If you’ve employed any of these methods for any other reason, like painful cramps or heavy bleeding, you’re not really dealing with the underlying cause of your problem. Or, if you’re using one of these methods to do away with the inconvenience of getting your period, that’s just silly. We girls get a period for a reason.
Each of these methods mess with our hormones, are dangerous to our health, and they will also cause trouble when you eventually stop using them. If you do have an IUD or implant in, and you want to have it taken out, it’s important to have your hormones tested via a saliva test to see where you might be out of balance. Then, work with an integrative doctor who is clued up on natural hormones to figure out the best and safest way to balance things.
The Safer, Healthier Options
According to Dr Joseph Mercola, the following birth control methods can be just as effective, and much safer than using typical hormonal birth control. Its recommended that you use two or more of these methods to render them most effective. These methods may not be as convenient as taking a little pill, wearing a patch or sporting an implant, but they are much kinder on your body.
The man withdraws his penis from the woman’s vagina before he ejaculates. This doesn’t always work; even before ejaculation, the penis releases small amounts of semen that can contain sperm, so this is only 60 to 80 percent successful at preventing pregnancy.
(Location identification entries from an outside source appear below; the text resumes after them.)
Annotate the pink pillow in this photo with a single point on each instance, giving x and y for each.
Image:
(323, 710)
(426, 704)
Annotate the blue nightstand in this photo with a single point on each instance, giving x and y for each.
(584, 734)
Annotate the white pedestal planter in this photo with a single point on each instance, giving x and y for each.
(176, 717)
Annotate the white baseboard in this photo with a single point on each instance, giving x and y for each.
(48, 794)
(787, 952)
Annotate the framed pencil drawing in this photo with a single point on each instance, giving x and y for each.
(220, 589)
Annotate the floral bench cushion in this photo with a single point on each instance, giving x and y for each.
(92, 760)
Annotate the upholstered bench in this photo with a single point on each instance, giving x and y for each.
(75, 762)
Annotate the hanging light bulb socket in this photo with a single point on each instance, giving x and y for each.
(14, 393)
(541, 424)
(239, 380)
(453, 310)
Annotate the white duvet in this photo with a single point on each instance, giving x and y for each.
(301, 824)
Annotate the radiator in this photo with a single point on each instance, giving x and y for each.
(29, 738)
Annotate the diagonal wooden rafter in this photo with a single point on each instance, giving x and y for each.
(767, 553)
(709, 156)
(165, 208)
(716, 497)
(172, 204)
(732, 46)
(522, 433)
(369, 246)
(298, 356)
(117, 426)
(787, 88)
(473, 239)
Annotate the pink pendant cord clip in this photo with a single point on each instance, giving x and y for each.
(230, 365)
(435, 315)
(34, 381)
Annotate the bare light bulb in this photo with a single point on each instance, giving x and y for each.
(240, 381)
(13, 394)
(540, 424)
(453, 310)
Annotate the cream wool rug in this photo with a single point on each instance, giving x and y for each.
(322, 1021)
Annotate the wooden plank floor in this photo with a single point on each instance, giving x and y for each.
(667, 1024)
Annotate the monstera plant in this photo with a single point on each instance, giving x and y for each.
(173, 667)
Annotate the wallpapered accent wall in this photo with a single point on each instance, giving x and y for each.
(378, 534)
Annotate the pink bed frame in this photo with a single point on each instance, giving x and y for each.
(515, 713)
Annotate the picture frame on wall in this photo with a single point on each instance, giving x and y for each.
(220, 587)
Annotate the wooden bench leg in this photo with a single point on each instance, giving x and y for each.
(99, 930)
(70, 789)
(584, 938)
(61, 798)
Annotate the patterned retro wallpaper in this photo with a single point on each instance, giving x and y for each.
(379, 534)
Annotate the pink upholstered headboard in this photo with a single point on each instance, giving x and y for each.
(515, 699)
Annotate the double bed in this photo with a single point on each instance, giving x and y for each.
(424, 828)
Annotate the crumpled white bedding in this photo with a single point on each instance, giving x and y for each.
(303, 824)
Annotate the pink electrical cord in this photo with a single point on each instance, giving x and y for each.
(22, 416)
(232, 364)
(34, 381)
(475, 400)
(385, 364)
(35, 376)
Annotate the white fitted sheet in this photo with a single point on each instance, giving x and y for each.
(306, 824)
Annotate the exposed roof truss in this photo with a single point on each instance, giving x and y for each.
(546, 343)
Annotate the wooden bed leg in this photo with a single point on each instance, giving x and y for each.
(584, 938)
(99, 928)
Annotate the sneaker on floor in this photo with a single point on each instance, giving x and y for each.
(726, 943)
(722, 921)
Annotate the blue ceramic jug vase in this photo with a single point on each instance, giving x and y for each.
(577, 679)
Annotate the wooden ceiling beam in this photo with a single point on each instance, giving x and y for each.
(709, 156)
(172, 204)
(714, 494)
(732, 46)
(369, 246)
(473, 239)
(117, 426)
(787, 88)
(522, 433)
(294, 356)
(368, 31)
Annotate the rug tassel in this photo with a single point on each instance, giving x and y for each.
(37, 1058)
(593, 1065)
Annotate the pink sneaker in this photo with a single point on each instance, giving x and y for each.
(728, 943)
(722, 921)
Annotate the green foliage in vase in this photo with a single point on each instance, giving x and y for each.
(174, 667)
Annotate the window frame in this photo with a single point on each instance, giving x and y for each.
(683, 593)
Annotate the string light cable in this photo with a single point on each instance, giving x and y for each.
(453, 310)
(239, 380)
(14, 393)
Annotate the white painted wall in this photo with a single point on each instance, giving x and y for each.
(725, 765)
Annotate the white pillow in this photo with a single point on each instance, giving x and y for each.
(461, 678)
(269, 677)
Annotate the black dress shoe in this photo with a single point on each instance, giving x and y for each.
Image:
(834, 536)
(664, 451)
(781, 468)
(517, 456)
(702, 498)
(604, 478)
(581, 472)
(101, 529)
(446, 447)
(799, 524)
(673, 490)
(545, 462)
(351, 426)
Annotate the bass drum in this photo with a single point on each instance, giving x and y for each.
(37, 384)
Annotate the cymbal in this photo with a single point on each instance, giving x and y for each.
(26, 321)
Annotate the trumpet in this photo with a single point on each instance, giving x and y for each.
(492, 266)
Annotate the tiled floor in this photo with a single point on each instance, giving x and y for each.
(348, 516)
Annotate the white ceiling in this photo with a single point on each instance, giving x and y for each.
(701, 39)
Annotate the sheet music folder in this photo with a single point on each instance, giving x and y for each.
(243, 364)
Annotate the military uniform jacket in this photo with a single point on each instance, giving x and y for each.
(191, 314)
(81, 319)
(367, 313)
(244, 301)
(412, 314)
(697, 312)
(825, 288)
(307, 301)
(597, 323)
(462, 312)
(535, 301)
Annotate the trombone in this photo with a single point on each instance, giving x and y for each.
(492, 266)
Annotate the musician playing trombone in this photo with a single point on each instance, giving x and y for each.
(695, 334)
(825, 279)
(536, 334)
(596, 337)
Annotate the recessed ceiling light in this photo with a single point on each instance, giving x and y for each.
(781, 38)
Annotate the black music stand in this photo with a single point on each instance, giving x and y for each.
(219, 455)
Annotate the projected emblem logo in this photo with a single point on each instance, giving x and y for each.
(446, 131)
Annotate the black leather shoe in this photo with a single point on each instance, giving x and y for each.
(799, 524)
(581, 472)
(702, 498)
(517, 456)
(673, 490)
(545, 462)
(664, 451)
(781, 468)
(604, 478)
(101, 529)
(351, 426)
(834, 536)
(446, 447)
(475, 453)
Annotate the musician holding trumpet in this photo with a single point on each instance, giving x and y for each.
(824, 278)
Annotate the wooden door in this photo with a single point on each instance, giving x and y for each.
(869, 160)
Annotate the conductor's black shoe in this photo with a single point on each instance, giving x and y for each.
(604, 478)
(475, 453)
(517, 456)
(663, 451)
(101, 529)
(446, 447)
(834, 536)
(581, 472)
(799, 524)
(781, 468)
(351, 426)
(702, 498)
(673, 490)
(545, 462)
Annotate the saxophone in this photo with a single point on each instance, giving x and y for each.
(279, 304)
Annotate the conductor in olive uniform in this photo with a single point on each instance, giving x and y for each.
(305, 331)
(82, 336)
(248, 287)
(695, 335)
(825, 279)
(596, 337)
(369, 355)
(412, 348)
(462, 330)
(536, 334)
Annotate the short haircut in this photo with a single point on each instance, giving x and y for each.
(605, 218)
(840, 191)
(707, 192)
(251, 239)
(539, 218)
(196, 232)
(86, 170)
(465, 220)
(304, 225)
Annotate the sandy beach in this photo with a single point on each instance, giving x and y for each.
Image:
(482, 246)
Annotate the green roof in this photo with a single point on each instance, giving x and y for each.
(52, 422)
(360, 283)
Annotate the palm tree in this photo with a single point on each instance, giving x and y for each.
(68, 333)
Abstention from sex during the week the woman is ovulating. This technique works best when a woman’s menstrual cycle is very regular. The calendar method doesn’t work very well for couples who use it by itself (about a 75 percent success rate), but it can be effective when combined with the temperature and mucus methods described below.
The Temperature Method
This is a way to pinpoint the day of ovulation so that sex can be avoided for a few days before and after. It involves taking the basal body temperature (your temperature upon first waking) each morning with an accurate “basal” thermometer, and noting the rise in temperature that occurs after ovulation. Illness or lack of sleep can change body temperature and make this method unreliable by itself, but when it is combined with the mucus method, it can be an accurate way of assessing fertility. The two methods combined can have a success rate as high as 98 percent.
The Mucus Method
This involves tracking changes in the amount and texture of vaginal discharge, which reflect rising levels of estrogen in the body. For the first few days after your period, there is often no discharge, but there will be a cloudy, tacky mucus as estrogen starts to rise. When the discharge starts to increase in volume and becomes clear and stringy, ovulation is near. A return to the tacky, cloudy mucus or no discharge means that ovulation has passed.